Elections in unstable times
The most troubling electoral result of the year, as far as I’m concerned, was the Scottish vote on independence. Not the referendum's failure itself—few people outside the UK had much of a stake in that either way—but the fact that elite opinion elsewhere seemed relatively unshaken by the implications when 45 percent of Scots voted to dissolve the United Kingdom. The defeat of an electoral coalition is a routine matter. From our privileged perspective, even the fragmentation of a country like Syria feels less shocking that it ought to. But a serious move to break up a historically successful first-world state with a common language and (more or less) common religion was, or should have been, an occasion for grave alarm. If the UK was facing a split, something in the global economy must be going very wrong.

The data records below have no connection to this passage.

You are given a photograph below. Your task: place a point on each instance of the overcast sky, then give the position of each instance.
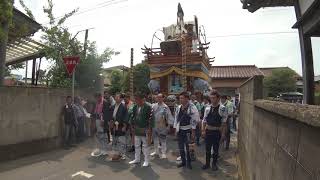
(230, 29)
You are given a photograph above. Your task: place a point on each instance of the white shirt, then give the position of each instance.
(115, 110)
(161, 111)
(222, 112)
(194, 114)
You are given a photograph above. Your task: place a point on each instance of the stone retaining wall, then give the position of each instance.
(30, 120)
(277, 140)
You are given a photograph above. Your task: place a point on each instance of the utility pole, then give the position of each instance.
(131, 74)
(4, 26)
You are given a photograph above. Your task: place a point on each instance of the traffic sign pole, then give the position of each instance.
(73, 77)
(71, 63)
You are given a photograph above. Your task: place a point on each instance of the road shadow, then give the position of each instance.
(116, 166)
(144, 173)
(54, 155)
(164, 163)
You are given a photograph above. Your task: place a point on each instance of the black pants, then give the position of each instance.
(198, 134)
(212, 141)
(234, 122)
(184, 137)
(228, 133)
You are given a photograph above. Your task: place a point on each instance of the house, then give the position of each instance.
(299, 80)
(308, 25)
(228, 79)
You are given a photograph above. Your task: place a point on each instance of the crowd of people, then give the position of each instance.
(122, 124)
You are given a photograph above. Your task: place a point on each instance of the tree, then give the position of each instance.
(59, 43)
(141, 78)
(281, 80)
(9, 68)
(115, 79)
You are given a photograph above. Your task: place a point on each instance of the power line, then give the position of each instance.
(98, 6)
(253, 34)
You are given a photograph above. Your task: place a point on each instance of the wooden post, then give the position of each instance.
(3, 47)
(131, 74)
(26, 75)
(33, 71)
(38, 72)
(307, 62)
(184, 54)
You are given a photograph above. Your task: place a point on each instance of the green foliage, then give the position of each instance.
(281, 80)
(61, 43)
(141, 78)
(8, 69)
(28, 11)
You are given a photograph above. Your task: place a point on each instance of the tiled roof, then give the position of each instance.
(235, 71)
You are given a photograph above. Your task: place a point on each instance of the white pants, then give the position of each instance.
(101, 137)
(137, 142)
(119, 143)
(159, 137)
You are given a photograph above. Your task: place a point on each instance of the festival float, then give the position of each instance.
(181, 62)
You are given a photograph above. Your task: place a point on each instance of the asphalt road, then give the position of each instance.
(77, 164)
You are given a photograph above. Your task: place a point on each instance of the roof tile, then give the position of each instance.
(235, 71)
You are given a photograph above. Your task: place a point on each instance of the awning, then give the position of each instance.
(23, 49)
(253, 5)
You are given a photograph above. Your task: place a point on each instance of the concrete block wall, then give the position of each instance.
(277, 141)
(30, 120)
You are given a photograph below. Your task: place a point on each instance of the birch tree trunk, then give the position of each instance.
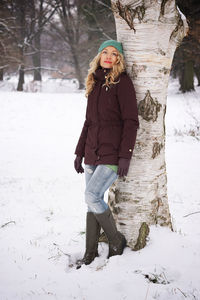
(150, 31)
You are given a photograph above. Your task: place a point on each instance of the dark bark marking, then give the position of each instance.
(162, 10)
(156, 149)
(128, 13)
(148, 108)
(142, 237)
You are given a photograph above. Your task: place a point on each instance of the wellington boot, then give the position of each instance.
(92, 236)
(117, 241)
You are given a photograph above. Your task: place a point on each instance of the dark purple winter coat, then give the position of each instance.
(110, 127)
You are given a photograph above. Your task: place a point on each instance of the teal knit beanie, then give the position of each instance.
(113, 43)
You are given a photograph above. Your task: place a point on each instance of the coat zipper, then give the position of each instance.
(98, 119)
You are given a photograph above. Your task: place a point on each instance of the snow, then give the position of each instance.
(42, 210)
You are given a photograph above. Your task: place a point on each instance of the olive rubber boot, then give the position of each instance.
(117, 241)
(92, 237)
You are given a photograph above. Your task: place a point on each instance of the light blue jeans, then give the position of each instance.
(98, 180)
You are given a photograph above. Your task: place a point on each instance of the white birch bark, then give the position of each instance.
(150, 31)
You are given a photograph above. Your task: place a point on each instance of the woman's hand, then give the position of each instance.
(123, 166)
(78, 164)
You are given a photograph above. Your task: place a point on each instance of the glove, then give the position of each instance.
(77, 164)
(123, 166)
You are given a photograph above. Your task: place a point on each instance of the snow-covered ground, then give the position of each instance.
(42, 210)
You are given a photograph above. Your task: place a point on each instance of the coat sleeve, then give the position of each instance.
(80, 148)
(129, 114)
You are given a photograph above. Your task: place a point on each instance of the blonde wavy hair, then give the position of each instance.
(116, 70)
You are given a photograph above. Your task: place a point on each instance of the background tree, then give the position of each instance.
(186, 63)
(150, 33)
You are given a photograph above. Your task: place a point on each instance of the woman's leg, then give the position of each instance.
(99, 179)
(92, 228)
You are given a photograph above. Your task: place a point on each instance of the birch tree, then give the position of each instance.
(150, 31)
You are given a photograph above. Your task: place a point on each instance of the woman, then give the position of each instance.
(106, 142)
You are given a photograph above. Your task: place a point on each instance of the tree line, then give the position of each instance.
(63, 36)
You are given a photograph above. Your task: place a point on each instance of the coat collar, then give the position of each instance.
(100, 73)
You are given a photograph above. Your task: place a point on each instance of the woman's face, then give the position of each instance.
(108, 57)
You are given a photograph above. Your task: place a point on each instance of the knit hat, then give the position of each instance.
(113, 43)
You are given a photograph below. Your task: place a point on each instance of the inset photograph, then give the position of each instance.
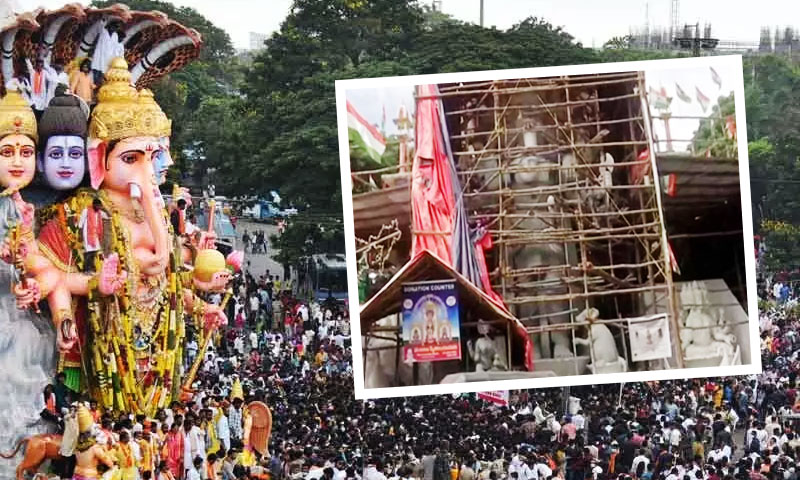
(544, 227)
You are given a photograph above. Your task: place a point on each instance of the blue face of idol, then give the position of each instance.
(162, 160)
(63, 161)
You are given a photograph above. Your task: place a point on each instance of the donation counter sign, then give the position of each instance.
(499, 397)
(431, 328)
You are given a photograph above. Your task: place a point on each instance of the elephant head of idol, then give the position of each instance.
(211, 274)
(62, 132)
(126, 134)
(18, 136)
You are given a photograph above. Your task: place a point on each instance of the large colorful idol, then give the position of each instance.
(26, 339)
(130, 312)
(62, 132)
(117, 281)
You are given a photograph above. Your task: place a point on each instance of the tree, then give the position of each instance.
(214, 74)
(619, 43)
(713, 136)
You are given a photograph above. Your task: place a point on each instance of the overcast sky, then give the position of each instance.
(590, 21)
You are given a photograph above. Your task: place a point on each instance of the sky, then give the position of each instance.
(591, 22)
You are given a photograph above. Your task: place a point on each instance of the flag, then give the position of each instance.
(716, 78)
(681, 94)
(364, 135)
(669, 184)
(730, 126)
(499, 397)
(659, 98)
(704, 101)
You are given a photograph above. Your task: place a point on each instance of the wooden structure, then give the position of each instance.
(605, 218)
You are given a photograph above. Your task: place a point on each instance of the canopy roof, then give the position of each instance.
(427, 266)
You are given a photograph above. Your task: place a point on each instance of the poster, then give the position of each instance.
(499, 397)
(650, 338)
(431, 328)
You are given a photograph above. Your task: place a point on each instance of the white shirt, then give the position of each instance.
(197, 438)
(39, 100)
(637, 461)
(193, 474)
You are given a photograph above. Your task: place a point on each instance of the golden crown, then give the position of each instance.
(16, 116)
(85, 420)
(124, 112)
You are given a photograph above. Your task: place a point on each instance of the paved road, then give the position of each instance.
(259, 262)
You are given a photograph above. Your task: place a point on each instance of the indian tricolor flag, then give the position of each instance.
(363, 135)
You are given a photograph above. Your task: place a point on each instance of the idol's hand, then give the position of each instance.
(28, 295)
(67, 335)
(207, 240)
(214, 317)
(110, 280)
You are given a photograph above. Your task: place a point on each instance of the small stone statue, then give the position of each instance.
(483, 352)
(606, 356)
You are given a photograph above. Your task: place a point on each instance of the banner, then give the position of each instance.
(364, 135)
(704, 101)
(431, 328)
(499, 397)
(649, 339)
(681, 94)
(716, 78)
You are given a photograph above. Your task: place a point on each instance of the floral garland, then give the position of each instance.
(116, 354)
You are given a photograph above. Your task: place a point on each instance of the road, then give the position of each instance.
(259, 263)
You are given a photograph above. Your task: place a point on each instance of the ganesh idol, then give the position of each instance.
(130, 310)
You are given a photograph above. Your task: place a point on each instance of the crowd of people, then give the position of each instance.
(256, 241)
(295, 356)
(292, 355)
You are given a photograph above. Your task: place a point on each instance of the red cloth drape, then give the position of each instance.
(37, 82)
(432, 201)
(485, 243)
(94, 222)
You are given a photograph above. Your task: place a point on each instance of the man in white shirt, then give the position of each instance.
(41, 78)
(107, 48)
(194, 443)
(640, 458)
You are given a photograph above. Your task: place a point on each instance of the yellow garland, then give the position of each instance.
(112, 319)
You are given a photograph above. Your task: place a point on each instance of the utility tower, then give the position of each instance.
(674, 17)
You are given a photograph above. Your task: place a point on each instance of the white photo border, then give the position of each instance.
(726, 61)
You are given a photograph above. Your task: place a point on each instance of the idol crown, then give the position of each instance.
(124, 112)
(16, 117)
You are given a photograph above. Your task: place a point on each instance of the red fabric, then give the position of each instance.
(432, 200)
(53, 238)
(37, 82)
(485, 243)
(94, 222)
(51, 403)
(181, 222)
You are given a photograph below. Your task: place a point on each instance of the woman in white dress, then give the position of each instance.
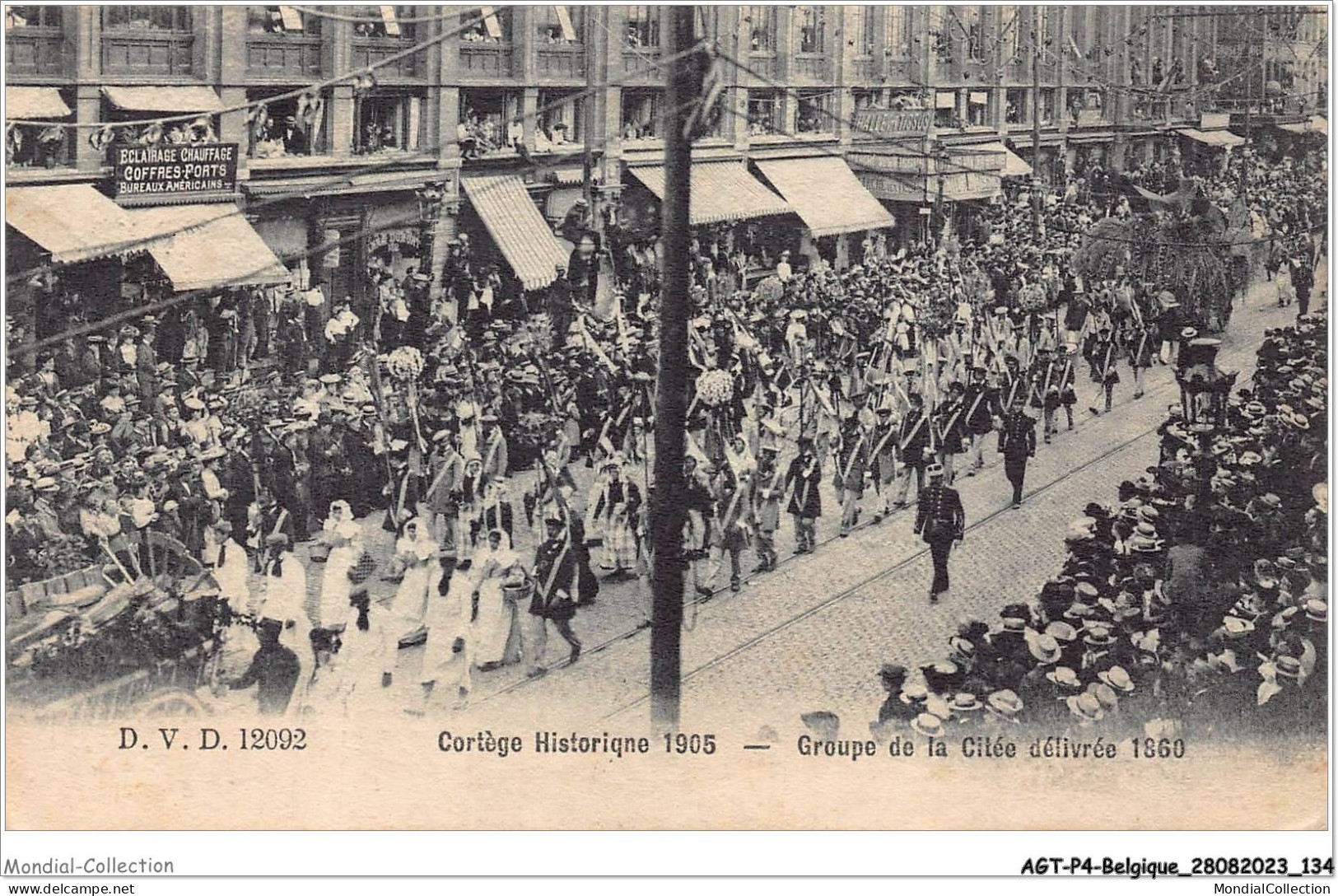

Nothing so constitutionally radical was at play in yesterday's midterm elections, but as I read the details of the Democratic Party's national collapse, I found myself thinking about Scotland. Republicans performed dramatically better at every level than even the sanguine pre-election polls suggested, not only picking up most of the closely contested Senate seats but also increasing their majority in the House. The country’s most divisive Republican governors—Wisconsin’s Scott Walker, Florida’s Rick Scott, Kansas’s Sam Brownback, Maine’s Paul LePage—were all re-elected; while Democratic strongholds that resisted the 2010 Republican wave—Illinois, Massachusetts, and Maryland—saw Republicans take over. One big factor was dramatically lower turnout than is typical in presidential years, but this isn't the whole story. Republicans also did better among Latino and African-American voters than they did in 2012.
Most interestingly, ballot initiatives to raise the minimum wage fared very well last night—even while candidates who support such an increase did badly. Voters in Arkansas approved a minimum-wage increase by a crushing margin; they also voted to replace Sen. Mark Pryor with current congressman Tom Cotton, who has supported budget proposals extremely unfavorable to the economic interests of poor and working-class people. Similar splits took place in Illinois, Alaska, and South Dakota.